AWS install. Exim SMTP HELO banner incorrect

Whew, so I just moved a hestia install from a regular server over to AWS. It wasn’t too bad, but once mail moved over we had a problem with sending emails.

When sending through exim (to another Hestia server as it happens), the server reported itself through HELO as "ip-1-2-3-4-ap-southeast-1.compute.internal when it was talking to the recipient server, and the mail was rejected. I couldn’t figure out where exim was getting this.
hostname -f was fine
PTR record was set OK.
/etc/hosts and /etc/hostname were correct
/etc/mailname was OK although that doesn’t seem to be used.
I tried creating a /etc/exim/mailhelo.conf but that didn’t seem to do anything.

I looked through the config and started changing various settings smtp_banner and a few others. The one that actually had an effect was this one, found in the remote_smtp Transport:
helo_data = ${lookup dnsdb{>: defer_never,ptr=$sending_ip_address}{${listextract{1}{$value}}}{$primary_hostname}}
Setting that to instead of the lookup allowed the server to send mails correctly.

So it seems what is happening is that the lookup finds the PTR record for the AWS local IP address, and uses that to incorrectly set the HELO name. Instead of using the PTR record for the public IP address, which is set correctly.

Is this a bug, or do I need to set an IP somewhere to allow the lookup to work. I originally had to install the server using a temp domain name, as the domain was in use on the old server until I transferred the mail over last night.

You can set sending ip:


We might need to some testing on AWS server…

I’m not sure that was the fix I was looking for. After changing the /etc/exim4/domains/ file to read as the PUBLIC ip (it was set to the private AWS 172.x.x.x one), it seemed that exim was unable to send mails to any external domains. It looked like what was happening was that it tried to look up the domain and failed. However the host server was able to resolve dns with no problems.
I reverted the config so that the ip file holds the private address for now, and as a temporary measure I still have helo_data = set in the remote_smtp transport until I can figure this out.

Any other ideas?

Current installation sucks a bit. It loops trough all ips in /etc/netplan/ / what ever and picks the order that is in.

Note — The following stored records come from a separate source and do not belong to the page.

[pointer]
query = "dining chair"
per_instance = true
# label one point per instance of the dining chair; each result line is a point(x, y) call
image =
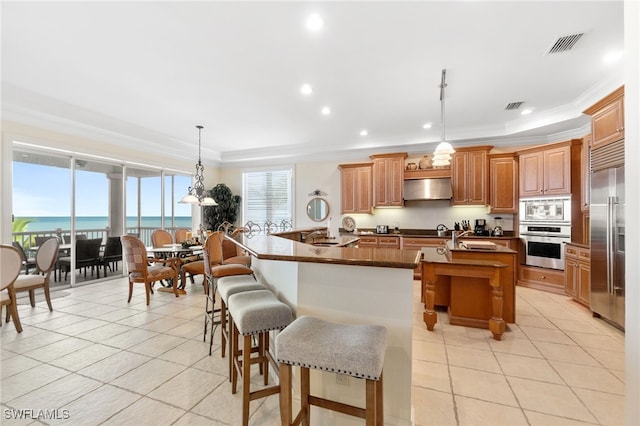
point(87, 256)
point(112, 254)
point(11, 262)
point(45, 261)
point(160, 237)
point(213, 249)
point(27, 262)
point(139, 271)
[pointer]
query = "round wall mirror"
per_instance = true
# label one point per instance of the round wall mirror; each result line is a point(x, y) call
point(318, 209)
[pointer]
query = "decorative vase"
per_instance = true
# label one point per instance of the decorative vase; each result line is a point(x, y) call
point(425, 162)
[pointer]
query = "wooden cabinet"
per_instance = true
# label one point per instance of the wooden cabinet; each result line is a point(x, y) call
point(469, 176)
point(503, 183)
point(355, 187)
point(607, 119)
point(388, 179)
point(577, 273)
point(550, 280)
point(379, 241)
point(585, 173)
point(545, 172)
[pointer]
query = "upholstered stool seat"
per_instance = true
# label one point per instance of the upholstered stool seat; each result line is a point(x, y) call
point(354, 350)
point(254, 314)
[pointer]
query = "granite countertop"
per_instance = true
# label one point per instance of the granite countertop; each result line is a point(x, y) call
point(426, 233)
point(272, 247)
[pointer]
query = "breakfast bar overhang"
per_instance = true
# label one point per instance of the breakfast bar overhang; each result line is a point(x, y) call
point(353, 286)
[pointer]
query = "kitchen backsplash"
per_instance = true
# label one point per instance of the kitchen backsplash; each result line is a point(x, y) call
point(427, 215)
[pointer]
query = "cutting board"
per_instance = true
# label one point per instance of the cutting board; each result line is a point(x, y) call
point(479, 245)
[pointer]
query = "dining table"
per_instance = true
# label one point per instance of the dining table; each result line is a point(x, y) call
point(180, 252)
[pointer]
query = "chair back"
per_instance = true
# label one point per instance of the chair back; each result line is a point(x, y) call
point(20, 249)
point(135, 255)
point(181, 235)
point(47, 254)
point(87, 250)
point(212, 251)
point(160, 237)
point(10, 265)
point(113, 249)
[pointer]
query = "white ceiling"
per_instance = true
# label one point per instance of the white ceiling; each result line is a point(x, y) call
point(147, 72)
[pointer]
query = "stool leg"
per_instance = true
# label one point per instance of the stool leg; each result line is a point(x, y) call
point(305, 391)
point(246, 379)
point(285, 395)
point(379, 403)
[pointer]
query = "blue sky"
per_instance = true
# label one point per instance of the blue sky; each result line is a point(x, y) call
point(46, 191)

We probally need to modify to check what is a public / private ip and block the private ips “somehow”

Hmm. Well during install it correctly got the public IP and its listed in v-list-sys-ips

For exim, it obviously needs to use this public IP address in the HELO, as that’s what the PTR is set to. But I don’t immediately see a way for exim to do a DB lookup on Hestia data.

In netplan on this AWS box it’s told to get its IP by DHCP, so the IP didn’t come directly from that file either.

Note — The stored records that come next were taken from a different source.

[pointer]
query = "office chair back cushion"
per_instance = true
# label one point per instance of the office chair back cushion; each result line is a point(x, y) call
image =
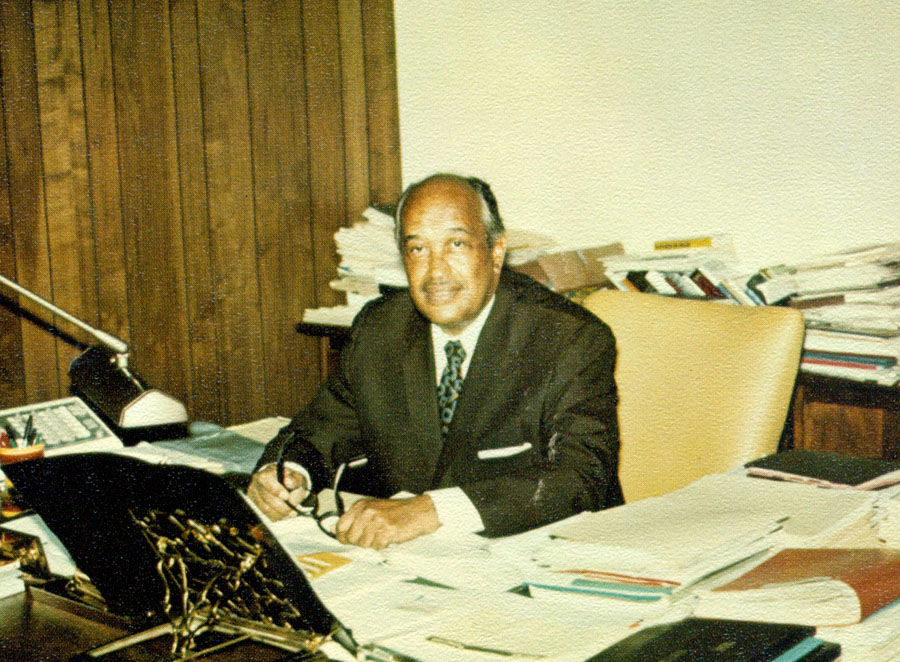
point(703, 386)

There should be multiple ips added I am correct… And I think by default it picks the wrong one… It is strange behaviour need to look into it…

Just a random thought. I recall it installed OK on some AWS installs last year, but those were Ubuntu 20.04. This one was 22.04, so uses a different exim version and config. Wondering if that’s something to do with it …

Same here, with VM on OCI Oracle Cloud. helo banner with private ip resolution not good reputation. I change in exim4.config helo_data not efect and smtp_active_hostname change
with fqd and restart exim, changed de helo banner ok.